By Ray Sullivan
August 14th, 2023
BURLINGTON, ON
This opinion piece first appeared in the Toronto Star
Housing Minister Sean Fraser is correct: housing has become a major bottleneck to economic growth in this country. But the minister is mistaken when he says that current federal budget commitments are enough to get the job done. Here’s why:
- Housing dollars don’t go as far in 2023. When rental housing developers could borrow money directly from the Canada Mortgage and Housing Corporation at 1 to 2 per cent interest, project budgets pencilled out. Non-profit housing projects could add more affordability with CMHC grant contributions for 30 to 40 per cent of project costs.
Today, those same projects can only borrow at four to five per cent interest from CMHC, which means they can’t afford to borrow as much, and CMHC grants now only cover five per cent of costs. Plus, construction costs have risen by as much as 50 per cent.
We’re in a crisis, with homelessness, housing-induced poverty and serious economic and human impact. We need federal leadership and rather than relying on out-of-date plans, programs and commitments from five years ago, Fraser needs to see that far from being adequate to fix the problem, the federal tool box needs to be updated and replenished.
- Federal funding drops off a cliff in five years. Current federal budget commitments for housing and the National Housing Strategy end in 2028. Some of it even sooner. New housing takes four to five years from conception to completion. We have no commitments there will be federal support for affordable housing projects five years from now. It’s not just about spending faster, it’s about predictability and matching federal timelines to the development cycle.
- It’s not just about supply; it’s about the right supply. We need more homes, to keep up and to catch up with population growth. According to CMHC, we need to build 5.8 million new homes by 2030 to restore balance and affordability. But there are flaws in this simplistic supply-and-demand argument. If we double the pace of residential construction to meet that target, we add pressure to strained labour, trades and materials markets.
Following the same supply-and-demand logic tells us that doubling the pace of residential construction will drive up construction costs and the price of new homes. Clearly, increasing supply alone will not address the affordability crisis.
More than 20 per cent of households cannot afford market-rate housing. The community housing sector represents only four per cent of the total housing supply, and struggles to meet demands that are more than five times greater than the entire existing non-profit and co-op housing stock. We need to at least double the supply of community housing to come closer to meeting the housing needs of modest income households.
- We’re fighting a headwind now, so focus our energy. Recently, encouraged by low interest rates, low inflation, stable costs and a whole generation priced out of home ownership, private industry returned to rental construction. There was a tailwind and momentum that made it easy to believe that the only necessary government response was to remove barriers and unleash the capacity of the market and private industry.

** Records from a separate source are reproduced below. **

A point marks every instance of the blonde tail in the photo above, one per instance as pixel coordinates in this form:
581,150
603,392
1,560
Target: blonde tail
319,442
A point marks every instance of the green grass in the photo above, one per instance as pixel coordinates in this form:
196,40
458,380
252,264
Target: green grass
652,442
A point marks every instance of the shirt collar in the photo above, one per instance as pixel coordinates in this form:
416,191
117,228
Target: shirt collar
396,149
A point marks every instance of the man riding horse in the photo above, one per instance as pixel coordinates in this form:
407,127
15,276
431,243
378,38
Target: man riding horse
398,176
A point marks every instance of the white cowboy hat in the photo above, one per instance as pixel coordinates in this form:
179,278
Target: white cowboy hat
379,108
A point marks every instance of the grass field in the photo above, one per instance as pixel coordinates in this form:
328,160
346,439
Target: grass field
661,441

The winds have changed now. With higher interest rates and high inflation, private industry is putting projects on the shelf and ramping down production. At a time when we need it most, the momentum has dropped, and federal intervention is needed to jump-start greater housing production.
Housing is a shared responsibility between all orders of government, but we need national leadership. We need a “Team Canada” industrial approach and the feds are wearing the jersey with the big “C” for captain.
The team captains can’t say “we’ve done our share,” or “leadership isn’t primarily our responsibility” — that isn’t good enough. We can no longer rely on strategies, programs and plans designed under completely different economic circumstances. The game has changed, and we need to adapt and step up to the growing challenge.
Ray Sullivan is executive director of the Canadian Housing and Renewal Association, which represents non-profit and co-operative community housing.